Dysfunctional mitochondrial quality control (MQC) is implicated in the pathogenesis of Parkinson’s disease (PD). The improper selection of mitochondria for mitophagy increases reactive oxygen species (ROS) levels and lowers ATP levels. The downstream effects include oxidative damage, failure to maintain proteostasis and ion gradients, and decreased NAD+ and NADPH levels, resulting in insufficient energy metabolism and neurotransmitter synthesis. A ketosis-based metabolic therapy that increases the levels of (R)-3-hydroxybutyrate (BHB) may reverse the dysfunctional MQC by partially replacing glucose as an energy source, by stimulating mitophagy, and by decreasing inflammation. Fasting can potentially raise cytoplasmic NADPH levels by increasing the mitochondrial export and cytoplasmic metabolism of ketone body-derived citrate that increases flux through isocitrate dehydrogenase 1 (IDH1). NADPH is an essential cofactor for nitric oxide synthase, and the nitric oxide synthesized can diffuse into the mitochondrial matrix and react with electron transport chain-synthesized superoxide to form peroxynitrite. Excessive superoxide and peroxynitrite production can cause the opening of the mitochondrial permeability transition pore (mPTP) to depolarize the mitochondria and activate PINK1-dependent mitophagy. Both fasting and exercise increase ketogenesis and increase the cellular NAD+/NADH ratio, both of which are beneficial for neuronal metabolism.
Several protective compounds or “exerkines” were increased more during exercise early in the active phase, including serum AMP and beta-aminoisobutyric acid (BAIBA); muscle αkg, kynurenine, and GABA; liver BAIBA, kynurenine, and kynurenate; and hypothalamic BAIBA . There was also increased muscle GSSG/GSH that occurred when exercise was carried out in the active phase. The more oxidized cellular environment following exercise in the active phase likely allows for more mitohormesis and ROS-induced Nrf2 activation several hours later, increasing NADPH levels and correcting the deficit. The most striking finding was the much greater global increase in 2-hydroxybutyrate (α-hydroxybutyrate) levels following active-phase exercise. In the same way that the pyruvate/lactate ratio is a marker of the cytoplasmic [NAD+]/[NADH] ratio due to the high activity of lactate dehydrogenase in most tissues , the 2-ketobutyrate/2-hydroxybutyrate ratio is also a global redox marker of the cytoplasmic [NAD+]/[NADH] ratio  due to 2-ketobutyrate and 2-hydroxybutyrate also serving as substrates for lactate dehydrogenase . The more reduced [NAD+]/[NADH] ratio directly following exercise early in the active phase is likely an important signal to induce cytoprotective gene expression and metabolic changes leading to the restoration of the normal redox state.

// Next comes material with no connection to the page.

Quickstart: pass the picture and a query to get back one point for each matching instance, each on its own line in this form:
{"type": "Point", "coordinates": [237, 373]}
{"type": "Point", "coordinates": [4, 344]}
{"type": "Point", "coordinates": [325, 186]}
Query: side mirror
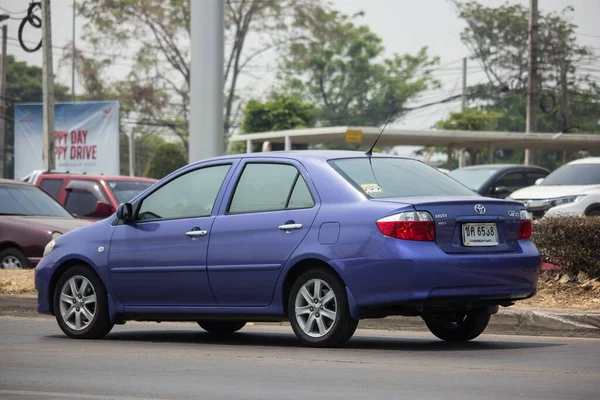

The decreased hepatic cytoplasmic [NADP+]/[NADPH] ratio that occurs during fasting may require glucagon  and may not occur after carbohydrate consumption in part due to insulin signaling. When insulin binds its receptor on the plasma membrane, a signaling cascade is initiated activating protein kinase AKT that phosphorylates ATP-citrate lyase (ACLY) serine 454 to activate the enzyme . Thus, the citrate that is exported from the mitochondrial matrix is diverted away from the citrate–αkg shuttle that uses IDH1 for NADPH synthesis to boost cytoplasmic NADPH levels, and instead it is routed to the citrate–malate or citrate–pyruvate shuttles that use ACLY for the synthesis of acetyl-CoA and oxaloacetate. Acetyl-CoA is largely used for NADPH-depleting fatty acid synthesis. The malate dehydrogenase 1 (MDH1) enzyme converts the generated oxaloacetate into malate, which can either be transported back into the mitochondrial matrix for the citrate–malate shuttle or converted to pyruvate by cytoplasmic ME1 with the concurrent reduction of NADP+ to NADPH as part of the citrate–pyruvate shuttle. The pyruvate is then transported back into the mitochondrial matrix.